If you have cannabis that meets certain requirements, then you could fly with weed. The same goes for flying with CBD products.
Cannabis is recreationally legal in 18 states and medically legal in 37 states. However, cannabis is classified as a Schedule I Drug, so it is federally illegal in the United States. All airspace is regulated by the federal government. As a federally illegal drug, it is illegal to fly with weed. But what if you have a medical card and need to use cannabis for medical purposes?
Let’s break down what the Transportation Security Administration (TSA) has to say about flying with weed. The official TSA website states, “Marijuana and certain cannabis infused products, including some cannabidiol (CBD) oil, remain illegal under federal law except for products that contain no more than 0.3 percent THC on a dry weight basis or that are approved by FDA. TSA officers are required to report any suspected violations of law to local, state or federal authorities.”

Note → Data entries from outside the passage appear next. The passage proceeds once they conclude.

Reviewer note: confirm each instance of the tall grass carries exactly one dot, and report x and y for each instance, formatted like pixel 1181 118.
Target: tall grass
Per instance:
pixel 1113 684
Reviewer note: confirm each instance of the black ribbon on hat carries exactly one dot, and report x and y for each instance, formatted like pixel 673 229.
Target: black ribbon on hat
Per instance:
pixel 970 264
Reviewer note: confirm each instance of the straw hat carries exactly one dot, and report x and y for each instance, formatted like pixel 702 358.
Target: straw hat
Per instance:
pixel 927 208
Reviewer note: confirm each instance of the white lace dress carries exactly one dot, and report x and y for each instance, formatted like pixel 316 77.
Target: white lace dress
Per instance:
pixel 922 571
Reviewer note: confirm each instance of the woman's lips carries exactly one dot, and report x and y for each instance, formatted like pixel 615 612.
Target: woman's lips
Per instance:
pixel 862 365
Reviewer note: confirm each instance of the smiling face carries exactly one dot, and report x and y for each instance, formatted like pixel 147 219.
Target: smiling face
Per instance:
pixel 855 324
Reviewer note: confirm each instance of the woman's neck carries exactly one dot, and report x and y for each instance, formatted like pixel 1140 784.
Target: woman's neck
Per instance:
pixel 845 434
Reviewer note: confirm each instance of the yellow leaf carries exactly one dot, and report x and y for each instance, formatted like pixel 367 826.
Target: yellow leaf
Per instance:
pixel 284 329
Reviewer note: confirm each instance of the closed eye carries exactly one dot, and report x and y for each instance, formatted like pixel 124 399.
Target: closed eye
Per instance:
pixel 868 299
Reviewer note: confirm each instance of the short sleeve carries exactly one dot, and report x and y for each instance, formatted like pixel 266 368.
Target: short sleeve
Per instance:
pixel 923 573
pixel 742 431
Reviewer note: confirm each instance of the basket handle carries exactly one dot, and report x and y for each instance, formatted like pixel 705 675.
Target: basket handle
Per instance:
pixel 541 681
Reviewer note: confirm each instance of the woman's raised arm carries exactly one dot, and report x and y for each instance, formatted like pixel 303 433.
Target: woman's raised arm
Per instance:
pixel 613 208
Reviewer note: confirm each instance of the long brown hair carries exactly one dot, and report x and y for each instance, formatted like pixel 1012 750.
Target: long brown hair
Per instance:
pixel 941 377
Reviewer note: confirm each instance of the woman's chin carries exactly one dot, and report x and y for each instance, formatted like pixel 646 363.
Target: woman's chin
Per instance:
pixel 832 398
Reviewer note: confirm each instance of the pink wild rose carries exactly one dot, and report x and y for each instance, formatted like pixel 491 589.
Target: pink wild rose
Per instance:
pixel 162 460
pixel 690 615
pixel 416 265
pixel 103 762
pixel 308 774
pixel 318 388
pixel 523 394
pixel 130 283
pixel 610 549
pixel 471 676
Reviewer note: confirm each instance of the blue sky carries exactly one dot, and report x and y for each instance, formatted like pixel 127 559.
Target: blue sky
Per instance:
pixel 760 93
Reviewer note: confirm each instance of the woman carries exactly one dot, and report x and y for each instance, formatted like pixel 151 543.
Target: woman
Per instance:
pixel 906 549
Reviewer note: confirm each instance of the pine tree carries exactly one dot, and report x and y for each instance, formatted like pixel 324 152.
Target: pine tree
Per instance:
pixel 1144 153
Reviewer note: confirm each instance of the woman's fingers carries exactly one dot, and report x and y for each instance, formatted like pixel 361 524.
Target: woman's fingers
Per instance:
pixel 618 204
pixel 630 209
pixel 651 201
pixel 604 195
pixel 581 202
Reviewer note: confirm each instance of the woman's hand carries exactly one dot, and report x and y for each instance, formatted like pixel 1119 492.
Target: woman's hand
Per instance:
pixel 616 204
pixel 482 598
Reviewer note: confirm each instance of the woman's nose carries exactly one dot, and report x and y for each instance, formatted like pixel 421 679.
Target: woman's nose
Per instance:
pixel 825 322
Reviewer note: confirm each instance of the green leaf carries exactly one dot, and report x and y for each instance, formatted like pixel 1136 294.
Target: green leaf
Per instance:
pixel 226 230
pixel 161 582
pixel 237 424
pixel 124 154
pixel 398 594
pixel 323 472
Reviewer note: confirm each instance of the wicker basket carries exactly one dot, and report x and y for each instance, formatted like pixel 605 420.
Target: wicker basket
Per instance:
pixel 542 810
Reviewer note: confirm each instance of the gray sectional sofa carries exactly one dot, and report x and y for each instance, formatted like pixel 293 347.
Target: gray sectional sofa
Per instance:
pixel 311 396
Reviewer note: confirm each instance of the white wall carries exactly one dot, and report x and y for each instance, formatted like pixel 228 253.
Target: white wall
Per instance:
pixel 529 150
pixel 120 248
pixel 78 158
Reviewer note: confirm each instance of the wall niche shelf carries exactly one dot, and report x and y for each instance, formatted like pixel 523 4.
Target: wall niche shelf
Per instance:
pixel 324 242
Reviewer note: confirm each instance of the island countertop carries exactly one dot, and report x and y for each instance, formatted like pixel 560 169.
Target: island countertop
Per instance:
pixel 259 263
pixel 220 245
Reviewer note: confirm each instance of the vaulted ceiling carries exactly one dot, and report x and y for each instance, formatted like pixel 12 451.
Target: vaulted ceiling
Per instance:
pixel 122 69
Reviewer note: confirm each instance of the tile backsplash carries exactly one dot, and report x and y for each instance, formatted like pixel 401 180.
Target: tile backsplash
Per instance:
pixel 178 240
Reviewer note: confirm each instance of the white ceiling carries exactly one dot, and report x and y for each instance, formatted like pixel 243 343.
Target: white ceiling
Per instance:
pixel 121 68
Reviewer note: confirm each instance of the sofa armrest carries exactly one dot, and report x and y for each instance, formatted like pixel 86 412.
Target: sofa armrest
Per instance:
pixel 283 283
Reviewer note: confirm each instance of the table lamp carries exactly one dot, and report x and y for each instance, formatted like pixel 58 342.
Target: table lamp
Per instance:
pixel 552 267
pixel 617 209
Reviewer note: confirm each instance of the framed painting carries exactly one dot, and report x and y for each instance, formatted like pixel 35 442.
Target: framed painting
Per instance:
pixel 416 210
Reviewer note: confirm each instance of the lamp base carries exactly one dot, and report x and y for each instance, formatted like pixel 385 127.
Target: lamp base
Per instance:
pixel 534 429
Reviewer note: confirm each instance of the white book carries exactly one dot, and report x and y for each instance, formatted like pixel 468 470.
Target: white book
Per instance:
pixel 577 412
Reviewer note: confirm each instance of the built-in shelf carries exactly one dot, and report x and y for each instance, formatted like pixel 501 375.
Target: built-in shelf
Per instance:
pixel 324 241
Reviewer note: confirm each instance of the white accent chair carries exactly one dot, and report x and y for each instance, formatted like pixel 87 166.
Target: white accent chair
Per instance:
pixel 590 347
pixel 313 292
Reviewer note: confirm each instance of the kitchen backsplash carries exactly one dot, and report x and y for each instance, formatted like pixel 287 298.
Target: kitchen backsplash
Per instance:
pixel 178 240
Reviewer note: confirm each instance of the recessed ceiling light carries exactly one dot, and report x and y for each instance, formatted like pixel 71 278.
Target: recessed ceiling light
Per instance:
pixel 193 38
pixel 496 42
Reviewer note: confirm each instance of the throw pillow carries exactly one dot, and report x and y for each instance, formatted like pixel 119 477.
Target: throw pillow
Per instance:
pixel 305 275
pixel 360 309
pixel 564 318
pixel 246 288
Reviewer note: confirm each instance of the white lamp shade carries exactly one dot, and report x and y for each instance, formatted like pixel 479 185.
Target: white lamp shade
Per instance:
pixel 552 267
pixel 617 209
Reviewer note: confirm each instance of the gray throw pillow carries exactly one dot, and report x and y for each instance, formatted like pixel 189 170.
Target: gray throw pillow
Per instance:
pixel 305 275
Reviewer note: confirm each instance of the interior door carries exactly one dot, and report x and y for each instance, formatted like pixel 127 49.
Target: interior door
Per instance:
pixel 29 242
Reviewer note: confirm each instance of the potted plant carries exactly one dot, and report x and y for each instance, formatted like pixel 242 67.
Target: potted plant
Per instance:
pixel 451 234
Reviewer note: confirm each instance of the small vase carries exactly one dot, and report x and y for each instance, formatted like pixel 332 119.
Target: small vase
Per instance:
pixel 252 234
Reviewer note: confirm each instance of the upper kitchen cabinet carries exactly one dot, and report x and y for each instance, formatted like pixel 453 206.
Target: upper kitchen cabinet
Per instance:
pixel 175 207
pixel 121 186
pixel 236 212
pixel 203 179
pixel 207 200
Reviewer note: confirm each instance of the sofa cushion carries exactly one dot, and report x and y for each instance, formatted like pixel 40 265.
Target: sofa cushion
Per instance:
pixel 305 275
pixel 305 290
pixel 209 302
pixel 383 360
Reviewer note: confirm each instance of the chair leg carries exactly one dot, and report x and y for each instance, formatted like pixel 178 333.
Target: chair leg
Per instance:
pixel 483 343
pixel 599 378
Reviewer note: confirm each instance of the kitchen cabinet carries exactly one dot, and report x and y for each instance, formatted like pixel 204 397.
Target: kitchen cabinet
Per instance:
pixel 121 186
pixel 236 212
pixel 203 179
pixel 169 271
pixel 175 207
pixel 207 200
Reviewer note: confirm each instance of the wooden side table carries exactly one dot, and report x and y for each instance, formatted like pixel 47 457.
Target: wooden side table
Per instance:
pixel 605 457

How Much Weed Can You Fly With?
In general, you cannot fly with cannabis. However, cannabis with less than 0.3% THC (hemp) on a dry weight basis is not federally illegal. If you have cannabis that meets those requirements, then you could fly with weed. The same goes for flying with CBD products.

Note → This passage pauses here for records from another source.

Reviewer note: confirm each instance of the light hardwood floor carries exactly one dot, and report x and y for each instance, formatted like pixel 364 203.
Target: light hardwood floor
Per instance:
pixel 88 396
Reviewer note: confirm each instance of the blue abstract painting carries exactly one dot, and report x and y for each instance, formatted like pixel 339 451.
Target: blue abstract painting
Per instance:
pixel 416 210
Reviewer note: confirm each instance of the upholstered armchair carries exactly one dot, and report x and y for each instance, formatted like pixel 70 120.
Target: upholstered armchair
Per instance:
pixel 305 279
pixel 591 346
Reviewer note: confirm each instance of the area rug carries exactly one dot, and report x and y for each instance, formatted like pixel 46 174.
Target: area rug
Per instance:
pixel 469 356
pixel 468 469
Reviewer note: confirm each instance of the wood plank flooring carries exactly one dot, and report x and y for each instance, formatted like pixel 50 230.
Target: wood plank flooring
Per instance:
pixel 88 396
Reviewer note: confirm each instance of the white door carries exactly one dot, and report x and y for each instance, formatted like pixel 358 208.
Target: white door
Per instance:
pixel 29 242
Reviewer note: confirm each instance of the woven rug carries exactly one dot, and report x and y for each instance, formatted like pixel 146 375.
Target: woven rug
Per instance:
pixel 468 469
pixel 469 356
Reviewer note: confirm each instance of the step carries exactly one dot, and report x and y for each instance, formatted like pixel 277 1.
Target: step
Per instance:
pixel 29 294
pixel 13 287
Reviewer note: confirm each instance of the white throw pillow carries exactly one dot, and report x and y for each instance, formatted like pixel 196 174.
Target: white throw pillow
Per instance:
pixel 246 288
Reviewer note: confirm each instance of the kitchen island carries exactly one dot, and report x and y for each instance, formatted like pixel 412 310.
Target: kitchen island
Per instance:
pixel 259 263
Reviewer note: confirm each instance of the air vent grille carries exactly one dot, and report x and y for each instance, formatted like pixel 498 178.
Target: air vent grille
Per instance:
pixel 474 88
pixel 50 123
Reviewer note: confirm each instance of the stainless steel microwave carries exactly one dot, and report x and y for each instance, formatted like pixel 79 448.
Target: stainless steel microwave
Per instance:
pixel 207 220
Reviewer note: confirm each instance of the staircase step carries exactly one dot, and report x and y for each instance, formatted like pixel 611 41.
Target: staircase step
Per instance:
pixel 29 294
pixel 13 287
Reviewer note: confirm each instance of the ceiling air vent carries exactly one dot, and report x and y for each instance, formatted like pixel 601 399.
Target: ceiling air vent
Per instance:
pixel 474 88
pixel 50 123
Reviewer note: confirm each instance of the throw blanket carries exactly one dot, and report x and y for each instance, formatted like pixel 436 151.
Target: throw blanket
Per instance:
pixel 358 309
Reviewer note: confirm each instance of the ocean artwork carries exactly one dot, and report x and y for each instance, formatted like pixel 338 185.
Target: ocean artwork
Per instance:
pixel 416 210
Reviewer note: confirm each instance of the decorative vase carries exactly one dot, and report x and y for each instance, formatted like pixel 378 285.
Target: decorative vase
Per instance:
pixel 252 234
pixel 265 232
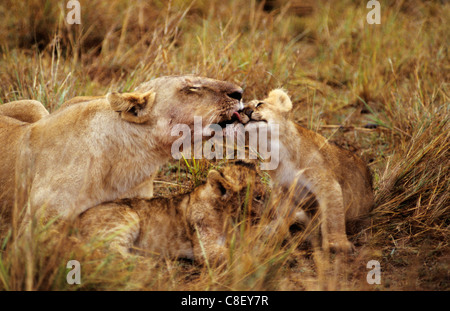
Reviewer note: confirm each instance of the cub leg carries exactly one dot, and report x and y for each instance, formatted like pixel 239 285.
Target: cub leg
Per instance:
pixel 331 210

You can fly with CBD products derived from hemp plants that contained less than 0.3% THC, as long as the products comply with other regulations. What about flying with weed that has more than 0.3% THC? That would be federally illegal, so you cannot fly with weed that has more than 0.3% THC.
Can You Fly with Weed in Legal States?
Can you fly with weed in a state with legal recreational cannabis? There are a couple of airports where you might think you are allowed to fly with weed, like Los Angeles International Airport (LAX). In January 2018 Los Angeles International Airport (LAX) issued a statement saying, “The Los Angeles Airport Police Department will allow passengers to travel through LAX with up to 28.5 grams of marijuana and 8 grams of concentrated marijuana. However, airport guests should be aware that Transportation Security Administration (TSA) screening stations are under federal jurisdiction.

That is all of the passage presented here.